It did not, however, destroy the career of Karen Handel. She went on to a long string of election losses, including a failed bid for the Republican nomination for governor and another for the nomination in a U.S. Senate race. This year, she lowered her sights and went for Tom Price’s vacated U.S. House seat in Georgia. The 6th Congressional District had been in Republican hands since the 1970s. How could she lose?

Never question Karen Handel’s ability to find a way to lose.

On Tuesday, Handel pulled in roughly 20 percent of the vote in the primary, finishing second to a 30-year-old Democrat in a district Republicans won by 24 percentage points just five months ago.
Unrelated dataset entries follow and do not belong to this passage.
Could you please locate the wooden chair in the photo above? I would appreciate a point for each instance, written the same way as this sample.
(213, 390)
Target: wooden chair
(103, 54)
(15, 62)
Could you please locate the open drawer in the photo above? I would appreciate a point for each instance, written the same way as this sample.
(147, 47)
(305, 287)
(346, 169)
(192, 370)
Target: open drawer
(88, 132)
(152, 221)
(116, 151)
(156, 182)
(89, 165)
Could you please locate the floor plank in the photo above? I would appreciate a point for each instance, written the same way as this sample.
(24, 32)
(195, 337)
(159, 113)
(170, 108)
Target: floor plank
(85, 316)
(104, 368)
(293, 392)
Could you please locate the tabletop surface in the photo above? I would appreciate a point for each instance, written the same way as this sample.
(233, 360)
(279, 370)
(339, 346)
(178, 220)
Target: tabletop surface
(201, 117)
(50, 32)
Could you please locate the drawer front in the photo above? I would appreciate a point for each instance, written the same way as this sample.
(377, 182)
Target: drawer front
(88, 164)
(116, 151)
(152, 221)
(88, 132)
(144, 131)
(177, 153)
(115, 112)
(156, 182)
The Republican vote was split widely among a slew of candidates ― all of them apparently worse than Handel.

Handel will face Democrat Jon Ossoff in the runoff on June 20.

Back in 2012, when Handel left Komen, Dave Weigel ― then of Slate, now of the Washington Post ― satirized the American political system with a story suggesting she’d soon make a comeback and win the presidency by 2028. I remember the story, because the fake reporter byline he used was none other than my daughter’s name.

NOVEMBER 2028

Handel wins presidency; All-female team will be nation’s first
by Iris Grim, Buzzfeed

ATLANTA ― Republican nominee Karen Handel has won the 2028 presidential election, an astonishing comeback for a woman who became a national martyr in the early-century abortion wars.

“This is not a victory for me,” Handel told 100,000 supporters at a celebration here. “This is a victory for the American people.”

The victory was closer than late polls suggested, with Handel’s victory over Democrat-Scientology fusion candidate Gavin Newsom only becoming clear after ballots from Wisconsin’s Waukesha County were counted. Some analysts suggested that Handel’s running mate, Bristol Palin, weakened the ticket with “inexplicable” campaign trail antics.

In an interview with ABC News, a subsidiary of Buzzfeed-Halliburton, Handel’s chief strategist Ari Fleischer downplayed that criticism. The passage of the 35th Amendment, which granted full voting rights at conception, gave the Handel-Palin campaign an early cushion of votes, something the Newsom-Cruise ticket never overcame.

“It probably didn’t hurt that a flood took out the entire Eastern Seaboard,” Fleischer added.